I grabbed this Brown Future tape because two guys perpetrating sonic crimes with guitar, tapes and electronics in a chilly basement seemed right up my alley. Also, I grew up in an offensively orange house. Oh, by the way, David Payne from Fossil$ is in the band.
The tape isn’t necessarily harsh but definitely rough. It kicks off forcefully rhythmic loops before backing off a bit until introducing a whining loop that gets the old tectonic plates a groanin’. The duo works in a pretty fractured way, they aren’t in sync a lot of the time but it comes out sounding like they are for some reason or maybe they are in sync and I’m too dense to see how. They still know how to spread the fizzy feral noise on thick though. Near the end of the first side the duo gets ready to cruise and does so with aplomb.

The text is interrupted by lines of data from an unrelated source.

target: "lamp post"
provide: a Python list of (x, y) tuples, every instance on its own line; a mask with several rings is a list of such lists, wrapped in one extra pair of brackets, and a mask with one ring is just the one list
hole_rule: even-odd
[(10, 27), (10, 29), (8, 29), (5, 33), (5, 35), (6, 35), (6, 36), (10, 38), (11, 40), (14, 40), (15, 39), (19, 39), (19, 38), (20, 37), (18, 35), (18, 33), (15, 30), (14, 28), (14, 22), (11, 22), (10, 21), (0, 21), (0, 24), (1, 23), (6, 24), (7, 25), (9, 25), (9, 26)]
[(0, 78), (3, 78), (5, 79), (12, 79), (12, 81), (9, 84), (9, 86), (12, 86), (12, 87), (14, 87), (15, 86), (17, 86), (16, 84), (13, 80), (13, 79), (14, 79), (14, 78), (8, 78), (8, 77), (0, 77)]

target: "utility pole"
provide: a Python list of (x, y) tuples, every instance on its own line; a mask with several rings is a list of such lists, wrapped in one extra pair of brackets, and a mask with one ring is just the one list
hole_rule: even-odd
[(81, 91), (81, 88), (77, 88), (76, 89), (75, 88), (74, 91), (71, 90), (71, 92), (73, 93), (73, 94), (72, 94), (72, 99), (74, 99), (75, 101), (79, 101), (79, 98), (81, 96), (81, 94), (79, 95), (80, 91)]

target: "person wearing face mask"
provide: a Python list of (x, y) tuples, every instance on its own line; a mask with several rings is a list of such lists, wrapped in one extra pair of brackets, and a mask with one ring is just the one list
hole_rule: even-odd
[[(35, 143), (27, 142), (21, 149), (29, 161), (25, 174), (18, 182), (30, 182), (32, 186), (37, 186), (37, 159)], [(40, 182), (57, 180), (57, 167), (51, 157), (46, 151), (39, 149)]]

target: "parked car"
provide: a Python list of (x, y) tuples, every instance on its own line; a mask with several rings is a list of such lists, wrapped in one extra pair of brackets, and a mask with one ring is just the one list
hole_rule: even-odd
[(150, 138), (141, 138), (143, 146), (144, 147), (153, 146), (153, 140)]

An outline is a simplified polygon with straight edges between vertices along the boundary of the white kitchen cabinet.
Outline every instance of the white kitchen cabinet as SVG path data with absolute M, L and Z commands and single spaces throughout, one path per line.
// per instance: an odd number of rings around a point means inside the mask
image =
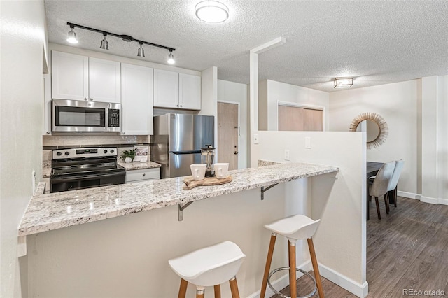
M 89 58 L 89 100 L 120 104 L 120 62 Z
M 146 180 L 158 180 L 160 178 L 160 169 L 142 169 L 140 170 L 126 171 L 126 183 Z
M 43 75 L 43 127 L 42 134 L 51 135 L 51 76 Z
M 201 77 L 154 69 L 154 106 L 201 109 Z
M 120 103 L 120 62 L 52 51 L 52 98 Z
M 154 106 L 179 107 L 179 73 L 154 69 Z
M 201 109 L 201 77 L 179 73 L 179 106 L 190 110 Z
M 86 100 L 89 97 L 89 58 L 52 51 L 52 98 Z
M 153 69 L 121 64 L 121 134 L 153 134 Z

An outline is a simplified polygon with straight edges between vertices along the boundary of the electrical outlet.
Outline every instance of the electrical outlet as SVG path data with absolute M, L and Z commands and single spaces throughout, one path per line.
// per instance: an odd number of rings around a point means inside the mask
M 285 160 L 289 160 L 289 150 L 285 149 Z
M 253 143 L 254 144 L 260 143 L 258 141 L 258 134 L 253 134 Z

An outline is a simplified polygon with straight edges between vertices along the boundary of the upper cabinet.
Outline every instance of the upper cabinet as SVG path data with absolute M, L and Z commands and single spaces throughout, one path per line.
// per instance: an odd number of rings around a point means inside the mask
M 153 134 L 153 69 L 121 64 L 121 134 Z
M 52 51 L 52 98 L 120 102 L 120 62 Z
M 154 69 L 154 106 L 201 109 L 201 77 Z

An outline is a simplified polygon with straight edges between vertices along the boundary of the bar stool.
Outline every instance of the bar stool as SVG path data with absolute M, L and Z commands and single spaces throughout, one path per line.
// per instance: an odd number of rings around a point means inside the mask
M 274 273 L 281 270 L 289 270 L 289 288 L 290 288 L 290 296 L 295 298 L 297 297 L 297 281 L 295 271 L 298 271 L 303 273 L 305 276 L 310 278 L 314 283 L 314 288 L 313 290 L 306 295 L 305 296 L 301 296 L 301 297 L 309 297 L 316 293 L 316 290 L 318 290 L 319 297 L 324 298 L 323 288 L 322 287 L 322 281 L 321 281 L 321 276 L 319 274 L 319 268 L 317 264 L 317 259 L 316 258 L 316 253 L 314 252 L 314 245 L 313 244 L 313 239 L 312 236 L 316 232 L 317 227 L 319 225 L 321 220 L 313 220 L 311 218 L 302 215 L 296 215 L 290 216 L 281 220 L 272 222 L 270 225 L 265 225 L 265 227 L 272 232 L 271 235 L 271 241 L 269 245 L 269 250 L 267 252 L 267 259 L 266 260 L 266 267 L 265 268 L 265 274 L 263 276 L 262 283 L 261 285 L 261 291 L 260 293 L 260 298 L 264 298 L 266 293 L 266 285 L 269 284 L 270 288 L 277 295 L 284 297 L 287 297 L 276 289 L 271 285 L 270 278 Z M 271 263 L 272 262 L 272 255 L 274 253 L 274 246 L 275 246 L 275 240 L 278 234 L 284 236 L 288 238 L 288 255 L 289 255 L 289 267 L 280 267 L 275 270 L 273 270 L 270 273 L 271 268 Z M 299 239 L 307 239 L 308 241 L 308 248 L 309 248 L 309 255 L 311 255 L 312 263 L 313 264 L 313 269 L 314 271 L 314 276 L 309 274 L 303 270 L 296 268 L 295 261 L 295 242 Z
M 196 297 L 203 298 L 204 287 L 214 286 L 220 298 L 220 284 L 229 281 L 232 298 L 239 298 L 236 274 L 246 255 L 233 242 L 225 241 L 168 261 L 181 277 L 178 298 L 184 298 L 188 283 L 196 285 Z

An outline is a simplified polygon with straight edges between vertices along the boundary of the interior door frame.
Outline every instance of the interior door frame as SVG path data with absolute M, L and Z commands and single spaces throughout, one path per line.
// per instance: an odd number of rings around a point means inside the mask
M 238 105 L 238 138 L 237 138 L 237 146 L 238 148 L 238 169 L 240 169 L 240 164 L 239 164 L 239 143 L 240 143 L 240 137 L 241 137 L 241 123 L 240 123 L 240 114 L 241 114 L 241 109 L 240 109 L 240 106 L 239 106 L 239 103 L 238 101 L 227 101 L 227 100 L 218 100 L 218 102 L 220 102 L 223 104 L 237 104 Z M 216 115 L 218 115 L 218 105 L 216 105 Z M 218 116 L 216 116 L 216 123 L 218 123 Z M 216 141 L 216 147 L 218 147 L 218 141 Z M 218 148 L 216 149 L 216 153 L 218 155 L 218 162 L 219 162 L 219 152 L 218 150 Z
M 290 102 L 290 101 L 277 101 L 277 104 L 275 106 L 275 108 L 276 109 L 276 118 L 277 118 L 277 121 L 276 122 L 276 130 L 279 130 L 279 106 L 293 106 L 295 108 L 309 108 L 309 109 L 312 109 L 312 110 L 319 110 L 322 111 L 322 132 L 326 132 L 327 129 L 326 127 L 326 112 L 327 112 L 327 109 L 325 106 L 315 106 L 313 104 L 298 104 L 298 103 L 295 103 L 295 102 Z

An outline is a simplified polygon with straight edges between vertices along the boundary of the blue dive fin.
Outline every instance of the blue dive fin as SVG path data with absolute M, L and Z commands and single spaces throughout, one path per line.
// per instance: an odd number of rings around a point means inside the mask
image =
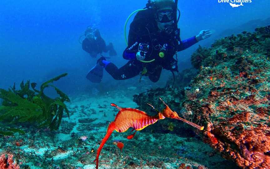
M 99 64 L 97 64 L 88 72 L 86 78 L 92 83 L 100 83 L 103 76 L 103 69 Z

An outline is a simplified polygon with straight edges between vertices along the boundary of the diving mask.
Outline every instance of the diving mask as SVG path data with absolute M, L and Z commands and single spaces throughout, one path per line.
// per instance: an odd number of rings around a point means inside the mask
M 158 12 L 156 20 L 161 23 L 170 22 L 173 20 L 173 11 L 171 9 L 161 10 Z

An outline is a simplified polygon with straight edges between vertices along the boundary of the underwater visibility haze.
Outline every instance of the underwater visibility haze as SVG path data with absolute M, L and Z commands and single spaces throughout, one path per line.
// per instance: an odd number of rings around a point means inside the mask
M 0 169 L 270 168 L 269 8 L 2 0 Z

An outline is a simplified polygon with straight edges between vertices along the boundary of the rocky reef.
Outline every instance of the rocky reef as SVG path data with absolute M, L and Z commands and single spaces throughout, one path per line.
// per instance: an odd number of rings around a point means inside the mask
M 204 126 L 195 132 L 224 158 L 243 168 L 270 168 L 270 26 L 255 31 L 222 38 L 209 48 L 200 46 L 191 57 L 199 71 L 188 87 L 151 89 L 134 101 L 148 113 L 148 102 L 162 109 L 160 97 L 180 115 Z M 169 122 L 156 124 L 151 131 L 183 128 Z

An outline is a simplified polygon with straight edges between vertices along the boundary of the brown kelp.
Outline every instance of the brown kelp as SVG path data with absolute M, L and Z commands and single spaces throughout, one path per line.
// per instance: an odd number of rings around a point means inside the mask
M 40 90 L 35 89 L 36 83 L 30 84 L 29 80 L 25 84 L 22 81 L 19 89 L 16 89 L 15 84 L 8 90 L 0 89 L 0 98 L 3 99 L 0 106 L 0 121 L 7 123 L 8 126 L 27 122 L 38 127 L 48 128 L 51 130 L 58 129 L 64 110 L 69 117 L 64 102 L 69 102 L 70 100 L 66 94 L 50 84 L 67 75 L 62 74 L 43 83 Z M 32 90 L 30 89 L 30 85 Z M 54 89 L 60 97 L 52 99 L 44 93 L 44 89 L 50 87 Z M 5 131 L 0 130 L 0 134 L 4 135 L 12 135 L 14 132 L 24 133 L 18 128 L 1 128 Z

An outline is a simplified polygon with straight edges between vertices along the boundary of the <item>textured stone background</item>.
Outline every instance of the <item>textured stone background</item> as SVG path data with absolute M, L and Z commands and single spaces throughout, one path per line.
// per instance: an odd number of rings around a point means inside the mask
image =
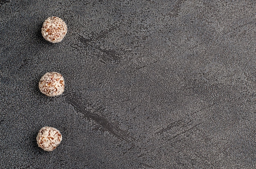
M 0 168 L 255 168 L 256 1 L 231 1 L 0 0 Z

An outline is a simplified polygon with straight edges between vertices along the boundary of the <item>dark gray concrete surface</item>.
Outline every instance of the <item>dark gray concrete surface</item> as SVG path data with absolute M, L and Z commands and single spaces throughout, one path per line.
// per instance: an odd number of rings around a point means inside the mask
M 256 1 L 231 1 L 0 0 L 0 168 L 255 168 Z

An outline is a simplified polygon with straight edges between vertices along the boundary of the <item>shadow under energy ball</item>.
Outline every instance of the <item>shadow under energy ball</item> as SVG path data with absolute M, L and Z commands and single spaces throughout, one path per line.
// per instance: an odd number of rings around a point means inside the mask
M 47 18 L 43 24 L 42 35 L 52 43 L 61 42 L 67 33 L 66 23 L 60 18 L 52 16 Z

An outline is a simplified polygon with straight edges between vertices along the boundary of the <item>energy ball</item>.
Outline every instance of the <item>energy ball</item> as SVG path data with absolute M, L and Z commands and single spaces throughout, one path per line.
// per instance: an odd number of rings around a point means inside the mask
M 45 127 L 41 129 L 36 137 L 38 146 L 47 151 L 55 149 L 62 140 L 62 136 L 60 131 L 49 127 Z
M 56 96 L 63 93 L 65 83 L 62 75 L 57 72 L 48 72 L 43 76 L 38 84 L 40 91 L 47 96 Z
M 58 43 L 62 40 L 67 31 L 64 21 L 58 17 L 52 16 L 45 20 L 42 27 L 42 35 L 46 40 Z

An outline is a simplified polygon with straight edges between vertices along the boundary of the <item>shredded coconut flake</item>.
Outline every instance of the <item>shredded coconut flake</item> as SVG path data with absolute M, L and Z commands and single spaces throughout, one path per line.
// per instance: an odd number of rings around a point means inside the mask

The second side sputters to a start along to a creepy recording of an autopsy report. I really like the following bit though; they get hot and heavy, wrecking speakers left and right. And then ostensibly because Offensive Orange found their WTF quotient to be at unsuitably low levels, they switch on the stereo and play their noisiness along with some metal core album. I dunno, it’s weird. As far as double O’s playing is concerned, this track is pretty slammin’. The metal jam is kept (thankfully) pretty low in the mix while the guys spew and smear static, feedback and amp innards on the walls.
Bum Tapes is a killer label and these are two perfectly fine examples of it. The Joshooa tape is all gone (only limited to 20 I think(!)) but the Offensive Orange tape is still available.